Ермолов оживился. По его сумрачному лицу пробежало радостное волнение.
Коляска уже проскакала мимо стоявшего с поднятой рукой человека.
— Стой!! — закричал Ермолов, и кучер на ходу осадил коней. Рессоры заскрипели, пыль клубами взвилась из-под колес. Офицеры, остановив коней, с недоумением глядели на преобразившееся, ожившее, радостное лицо Ермолова.
— Елохин! — звонко закричал он, полувысовываясь из коляски.
— Так точно, ваше высокопревосходительство! Проститься пришел, Алексей Петрович. Оба мы старые, кто знает…
— И давно стоишь, товарищ? — все так же весело спросил Ермолов.
— С семи утра, Алексей Петрович!
— А сейчас десять… ах ты, старый плут, ну давай расцелуемся, — вылезая из коляски, сказал Ермолов.
Они обнялись. Мадатов снял с головы фуражку и отвернулся. У Шимановского навернулись слезы. Вельяминов молча и грустно смотрел на прощание двух старых, храбрых и честных солдат, провоевавших не один десяток лет.
— Рад, Елохин, рад, мой старый товарищ, что не забыл своего генерала, — глядя в глаза Саньке, сказал Ермолов.

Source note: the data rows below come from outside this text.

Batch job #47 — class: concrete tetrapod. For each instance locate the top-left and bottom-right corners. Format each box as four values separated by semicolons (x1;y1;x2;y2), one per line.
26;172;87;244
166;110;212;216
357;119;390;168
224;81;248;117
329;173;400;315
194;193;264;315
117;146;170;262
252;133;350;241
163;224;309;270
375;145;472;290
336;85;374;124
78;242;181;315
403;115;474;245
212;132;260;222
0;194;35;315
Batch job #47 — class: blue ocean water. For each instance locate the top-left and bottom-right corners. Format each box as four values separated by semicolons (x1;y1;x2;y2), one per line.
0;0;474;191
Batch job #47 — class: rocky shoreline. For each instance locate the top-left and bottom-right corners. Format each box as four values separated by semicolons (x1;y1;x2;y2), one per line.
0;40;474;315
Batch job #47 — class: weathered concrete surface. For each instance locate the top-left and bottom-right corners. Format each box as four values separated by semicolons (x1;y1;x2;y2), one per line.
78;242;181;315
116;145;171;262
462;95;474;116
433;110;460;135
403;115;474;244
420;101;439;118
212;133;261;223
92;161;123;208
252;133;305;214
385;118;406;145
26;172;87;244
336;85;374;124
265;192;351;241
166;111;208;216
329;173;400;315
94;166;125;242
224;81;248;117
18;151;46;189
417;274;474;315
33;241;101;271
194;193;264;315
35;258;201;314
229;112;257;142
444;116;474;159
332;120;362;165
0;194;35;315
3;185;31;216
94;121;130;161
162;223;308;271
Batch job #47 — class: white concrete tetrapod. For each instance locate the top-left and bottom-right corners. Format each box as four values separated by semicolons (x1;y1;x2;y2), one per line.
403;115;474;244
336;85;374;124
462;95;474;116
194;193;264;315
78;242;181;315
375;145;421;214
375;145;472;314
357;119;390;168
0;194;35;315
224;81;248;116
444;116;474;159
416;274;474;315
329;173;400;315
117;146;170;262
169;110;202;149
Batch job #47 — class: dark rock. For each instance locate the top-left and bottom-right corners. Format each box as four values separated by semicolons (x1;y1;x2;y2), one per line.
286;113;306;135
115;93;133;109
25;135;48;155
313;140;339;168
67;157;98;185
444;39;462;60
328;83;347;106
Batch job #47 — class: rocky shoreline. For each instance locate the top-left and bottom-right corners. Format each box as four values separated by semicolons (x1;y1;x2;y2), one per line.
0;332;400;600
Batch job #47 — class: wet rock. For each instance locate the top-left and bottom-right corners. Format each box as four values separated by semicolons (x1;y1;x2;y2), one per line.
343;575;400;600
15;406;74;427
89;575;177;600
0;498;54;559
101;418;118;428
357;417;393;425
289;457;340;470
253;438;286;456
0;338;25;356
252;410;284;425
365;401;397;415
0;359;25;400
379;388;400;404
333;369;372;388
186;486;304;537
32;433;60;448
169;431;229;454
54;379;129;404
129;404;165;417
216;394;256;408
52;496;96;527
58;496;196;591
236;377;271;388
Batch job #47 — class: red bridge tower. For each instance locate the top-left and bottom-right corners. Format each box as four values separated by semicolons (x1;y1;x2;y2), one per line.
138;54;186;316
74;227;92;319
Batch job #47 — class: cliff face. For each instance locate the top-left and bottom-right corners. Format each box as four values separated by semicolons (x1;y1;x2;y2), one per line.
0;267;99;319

— Нехай убьет того гром, кто забудет вас, Алексей Петрович, — ответил унтер.
— А таких много, Санька… Многие забыли, — с горечью сказал Ермолов.
— Россия не забудет Ермолова!
Лицо старого генерала дрогнуло. Он что-то хотел сказать, но вместо слов по его щеке медленно скатилась слеза.
— Золотые слова, Елохин! Именно, народ и Россия никогда не забудут Ермолова! — с жаром воскликнул Мадатов.
Все молчали, охваченные чувством уважения и глубокого почтения к этому простому, с полуседыми баками человеку, так просто и точно определившему то, что думали, но не умели выразить они сами.
Ермолов с облегчением вздохнул. Тяжесть от измены облагодетельствованных им людей, горечь и обида отставки — все мгновенно ушло.
— Спасибо, Елохин. Дай тебе бог, старый товарищ! — И, еще раз обняв Саньку, Ермолов пошел к коляске.
Колеса уже стучали где-то вдали, пыль оседала на дороге, ни коляски, ни конных уже не было видно, а старый солдат все стоял и смотрел вдаль.
Комендант крепости и Владикавказа генерал Тутолмин любил и чтил Ермолова. Он выехал ему навстречу и возле укрепления Ларс с воинскими почестями встретил опального генерала.
Ермолов держался свободно и просто. Он был немногословен, спокоен и, сославшись на усталость, отказался от встречи с представителями местного общества и офицерами гарнизона.
— К чему это? Чтобы неповинные люди стали мишенью для ярости Паскевича? — пожав плечами, сказал он. — Приготовь лучше, Амос Андреевич, оказию так, чтобы уже рано утром я смог выехать в Екатериноградскую.
— Хорошо! — тихо сказал Тутолмин, понимая, как тяжело и трудно было Ермолову выговорить эти слова.
Оказия отходила из города в восемь часов.
Ермолов проснулся рано. Было около шести, спать не хотелось. Он шумно завозился на кровати, тяжело вздыхая и отдуваясь.
— Не спите, Алексей Петрович, можно войти? — услышал он голос коменданта.
— Какой уж тут сон! Входи, Амос Андреич, — махнул рукой Ермолов. — А что ты сам так рано проснулся?
Тутолмин вошел. Лицо его было встревожено. Он с растерянным видом держал в руке какую-то бумагу.